Treatment with HPV-Specific CRISPR/Cas9 ribonucleoprotein (RNP)
kills HPV+ cancer cells.
[0209] FIG. 43 shows the HPV-specific CRISPR/Cas9 RNP dose response
in HPV+ cancer cells.
[0210] FIG. 44 gives the HPV-specific CRISPR/Cas9 RNP time-course
in HPV+ cancer cells. FIGS. 42-44 demonstrate that delivering RNP
to HPV+ cancer cells, wherein the RNP includes Cas9 and one or more
guide RNAs mapping to the early genes, may kill the cancer
cells.
Example 5
Cas9 RNPbetter Cleavage than Cas9 pDNA
[0211] FIG. 45 is a gel showing that CRISPR/Cas9 RNP Enhances DNA
cleavage.
[0212] FIG. 46 shows that RNP has decreased cytotoxicity relative
to pDNA. Those results indicate that Cas9 in RNP form promise to be
effective as viral treatment agents.
Example 6
Cas9 RNP Kills HPV+ Cancer Cells More Effectively than pDNA
[0213] FIG. 47 shows that HPV+ cancer cell survival is lower when
HPV-specific CRISPR/Cas9 RNP used to treat HPV+ cancer cells than
when those cells are treated with pDNA encoding Cas9.
Example 7
Multiple Guide RNAs Better than Individual Ones
[0214] FIG. 48 shows that A Combination of HPV-Specific CRISPR RNPs
improves HPV+ cancer cell killing. Delivering RNP with the E6-1 and
E6-2 guide RNAs results in lower survival numbers than delivering
RNP with only either one of those.
Example 8
Killing HPV+ Cancer Cells by Targeting E6, E7
[0215] FIG. 49 shows the primer design for killing HPV+ cancer
cells. The primers E6-1, E6-2, E7-1, E7-3, and E7-4 were designed
to sit in the E6 and E7 genes as shown.
[0216] FIG. 50 shows a process for monitoring cell survival. A Cas9
plasmid with a GFP reporter is electroporated into cells. GFP+
cells are selected, cultured, and measured by flow cytometry.

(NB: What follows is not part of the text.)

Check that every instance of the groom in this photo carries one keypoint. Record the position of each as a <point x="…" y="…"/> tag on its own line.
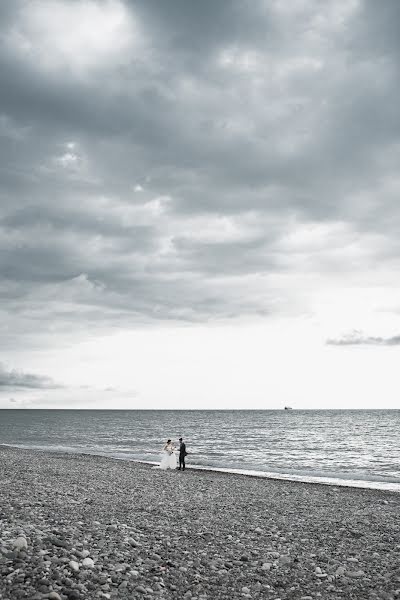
<point x="182" y="454"/>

[0217] FIG. 51 shows that HPV-16 specific CRISPR/Cas9 pDNA kills
HPV-16 positive cancer cells. The normalized survival numbers show
that the control cells had high survivorship. The cells not
surviving were those treated with Cas9 and one of the E6-1, E7-2,
and E7-3 primers.
Example 9
Liposomal Delivery of RNP Inhibits Cancer Cells
[0218] FIG. 52 illustrated delivery of Cas9 RNP via liposome.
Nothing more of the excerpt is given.